Status epilepticus—Where are we in 2013?


Address correspondence to Eugen Trinka, Department of Neurology, Christian Doppler Klinik, Paracelsus Medical University, Ignaz Harrerstrasse 79, A-5020 Salzburg, Austria. E-mail:

The 4th Colloquium in the series of the London-Innsbruck Colloquia (Shorvon et al., 2007; Trinka, 2009; Shorvon, 2011) was held on April 4–6, 2013, in Salzburg. This supplement contains the summaries of the presentations and the posters. The purpose of the meeting was to summarize the current knowledge and advances in clinical and basic sciences, and to identify future directions in the field of status epilepticus. There were gathered at the conference 367 participants, from 49 countries.

As it becomes evident from the contributions to this supplement, there were fascinating new directions in basic science, including new insights into receptor trafficking of γ-aminobutyric acid (GABA) and glutamate receptors, as well as ion channels. There have been new approaches in the understanding of the mechanisms of status with presentations on microDNA, antagomirs, and the role of adenosine. There have been neurophysiologic advances and insights of status as a system disorder and disturbance of synchronization. Advances in clinical studies include the possibility of gene therapy and the better understanding of the role of inflammatory mechanisms and autoimmunity. Although there have been advances in invasive neuromonitoring, the treatment and the prognosis of super-refractory status remains unsatisfactory. Despite the fact that clinical trials were, at the first London-Innsbruck Colloquium 2007, regarded to be so difficult to conduct as to be probably unrealistic and impractical, landmark prehospital studies have been successfully conducted, and now studies in the established and refractory status are planned or being carried out. In addition, a range of new drugs and approaches of therapy are in the preclinical phase or in early clinical phase II trials.

Despite these advances, the incidence of status remains higher than it should be, and preventative measures are not fully exploited. Approximately 30% of patients with status epilepticus (SE) are not controlled with initial treatments, and the mortality rate is unacceptably high, with 20% dying, and there is also substantial morbidity among the survivors. Although the basic sciences are advancing rapidly on different fronts, it is difficult to know what is truly significant and important in improving patients' treatments and outcomes. Similarly, we do not know the relative importance of different proposed mechanisms in epileptogenesis. In up to 30% of cases of new-onset SE, the cause remains unidentified (Neligan & Shorvon, 2010; Tan et al., 2010; Trinka et al., 2012).

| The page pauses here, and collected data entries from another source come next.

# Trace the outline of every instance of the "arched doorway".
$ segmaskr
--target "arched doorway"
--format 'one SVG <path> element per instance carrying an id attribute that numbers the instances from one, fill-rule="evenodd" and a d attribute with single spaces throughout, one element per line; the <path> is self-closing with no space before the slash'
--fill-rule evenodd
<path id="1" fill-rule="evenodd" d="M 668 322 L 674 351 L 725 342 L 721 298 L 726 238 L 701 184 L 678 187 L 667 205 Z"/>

High-class clinical trials remain extremely challenging to perform, especially in refractory SE. This, together with the lack of industry interest, owing to its presumed small business “niche” and the currently inappropriate regulatory requirements, leads to the complete absence of industry-sponsored randomized controlled trials (RCTs) and the low number of academically driven trials. Some of the promising drugs in development tackle a range of novel targets using innovative mechanism and still have to pass the clinical hurdle. The problems in translation from basic science to preclinical testing and then clinical trials are undoubtedly difficult to overcome. A recent green paper of preclinical testing of epilepsy treatments have identified several yet unsolved issues, such as the following: (1) new symptomatic antiseizure treatments for drug-resistant seizures with improved efficacy/tolerability profiles, (2) disease-modifying treatments that prevent or ameliorate the process of epileptogenesis, and (3) treatments for the common comorbidities that contribute to disability in people with epilepsy (Galanopoulou et al., 2012). New treatments for SE fall into each of these categories, but none of the specific problems in SE have been discussed separately.

Another problem is the inconsistent availability of treatments for SE in many countries around the world. Current first-line treatments are either not licensed or not marketed. Again, the lack of economic interest to introduce drugs, which have been off patent for many years, is limited. In addition, the currently available treatments in established and refractory status are poorly evaluated, and the issue of cause-specific, disease-modifying, and antiepileptogenic treatments has yet to be addressed.

SE causes additional morbidity in acute symptomatic cases, which may worsen outcome. Despite the advances of intensive neuromonitoring and the increasing detection of subclinical or electrographic seizures, proof that intensive treatment of electrographic seizures improves outcome in these patients remains lacking.

The optimal treatment of refractory and super-refractory SE remains far from clear, and no commonly accepted treatment protocol has been established. Discussions at the London-Innsbruck Colloquium resulted in the establishment of an online global audit of treatments in these advanced stages of SE ( The audit aims to ascertain what treatments are being used globally in refractory and super-refractory SE in the intensive care setting. The global audit has been devised to gather as much information as possible, and then on this basis to devise guidelines and inform further research.


The authors were co-chairs of the 4th London-Innsbruck Colloquium on Status Epilepticus and Acute Seizures, but declare no other relevant conflicts of interest. We confirm that we have read the Journal's position on issues involved in ethical publication and affirm that this report is consistent with those guidelines.